Um centenário em isolamento social
No dia 20 de junho comemoraremos 100 anos do assentamento da pedra fundamental da Igreja da Glória. Uma série de eventos comemorativos ao centenário da construção de nossa Igreja foi planejada pela paróquia. Infelizmente alguns planos, como o lançamento do Guia da Igreja da Glória escrito pelo Padre Braz, o concurso fotográfico e palestras, tiveram que ser adiados em razão da pandemia do Covid-19.
No entanto, mesmo em isolamento social, impossibilitados de subirmos as escadarias da Igreja da Glória e adentrarmos por suas portas, é tempo de fazer memória e agradecer!

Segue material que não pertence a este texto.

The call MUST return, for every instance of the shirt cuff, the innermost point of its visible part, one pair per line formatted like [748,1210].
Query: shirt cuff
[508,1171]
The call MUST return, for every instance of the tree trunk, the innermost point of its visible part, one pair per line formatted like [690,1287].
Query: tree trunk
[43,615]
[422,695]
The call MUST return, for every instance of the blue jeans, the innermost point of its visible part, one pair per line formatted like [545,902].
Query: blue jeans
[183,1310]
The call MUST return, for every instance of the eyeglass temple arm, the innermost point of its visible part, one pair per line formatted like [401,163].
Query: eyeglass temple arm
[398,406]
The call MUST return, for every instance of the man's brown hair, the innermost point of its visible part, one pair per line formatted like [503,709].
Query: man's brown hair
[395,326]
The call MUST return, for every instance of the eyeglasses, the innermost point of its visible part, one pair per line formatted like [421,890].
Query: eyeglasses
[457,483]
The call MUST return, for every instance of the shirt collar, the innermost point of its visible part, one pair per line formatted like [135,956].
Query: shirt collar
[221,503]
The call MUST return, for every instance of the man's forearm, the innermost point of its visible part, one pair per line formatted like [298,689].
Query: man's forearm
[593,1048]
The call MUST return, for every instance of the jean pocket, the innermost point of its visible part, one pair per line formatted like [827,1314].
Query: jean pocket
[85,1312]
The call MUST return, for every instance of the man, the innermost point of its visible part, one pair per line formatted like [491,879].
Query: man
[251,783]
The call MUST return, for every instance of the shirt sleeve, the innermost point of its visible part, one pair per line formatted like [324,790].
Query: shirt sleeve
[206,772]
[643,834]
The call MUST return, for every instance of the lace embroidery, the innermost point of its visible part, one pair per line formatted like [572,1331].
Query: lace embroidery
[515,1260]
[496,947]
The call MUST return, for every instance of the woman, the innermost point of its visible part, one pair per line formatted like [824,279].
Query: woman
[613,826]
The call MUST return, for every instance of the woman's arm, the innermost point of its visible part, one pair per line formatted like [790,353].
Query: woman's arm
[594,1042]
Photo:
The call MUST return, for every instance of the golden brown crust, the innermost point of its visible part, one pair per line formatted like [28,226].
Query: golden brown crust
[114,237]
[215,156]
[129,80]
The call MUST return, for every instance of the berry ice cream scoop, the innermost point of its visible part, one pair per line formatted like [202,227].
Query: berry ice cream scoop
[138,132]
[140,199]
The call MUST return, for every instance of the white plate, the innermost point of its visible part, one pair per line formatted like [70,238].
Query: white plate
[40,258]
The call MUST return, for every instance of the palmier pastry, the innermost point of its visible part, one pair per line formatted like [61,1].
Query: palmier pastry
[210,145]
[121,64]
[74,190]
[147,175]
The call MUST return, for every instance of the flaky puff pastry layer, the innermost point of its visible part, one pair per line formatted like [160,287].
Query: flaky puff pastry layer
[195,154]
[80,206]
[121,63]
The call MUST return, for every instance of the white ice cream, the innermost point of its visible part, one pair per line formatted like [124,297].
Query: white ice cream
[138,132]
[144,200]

É tempo de lembrar aqueles nomes que a história local consagrou e aqueles que ficaram esquecidos nas brumas do tempo. É tempo de rever os fatos e acontecimentos que ensejaram a construção da Igreja Matriz de Nossa Senhora da Glória. É tempo de agradecer o legado espiritual que nos foi transmitido junto com o majestoso templo. É tempo de buscar em nossas memórias pessoais a história vivida e testemunhada pelas paredes de nossa igreja. É tempo de perceber que somos nós que fazemos sua história hoje. É tempo de nos responsabilizarmos por sua conservação e manutenção. É tempo de pensarmos a Igreja da Glória que queremos legar às gerações futuras. É tempo de nos alegrarmos, pois, como há um século, nossos ancestrais sabiam que a Senhora da Glória perpetuamente os socorreria e as restrições e incertezas do tempo de pandemia passariam, trazendo novas perspectivas.
É tempo de gratidão! É tempo de Glória!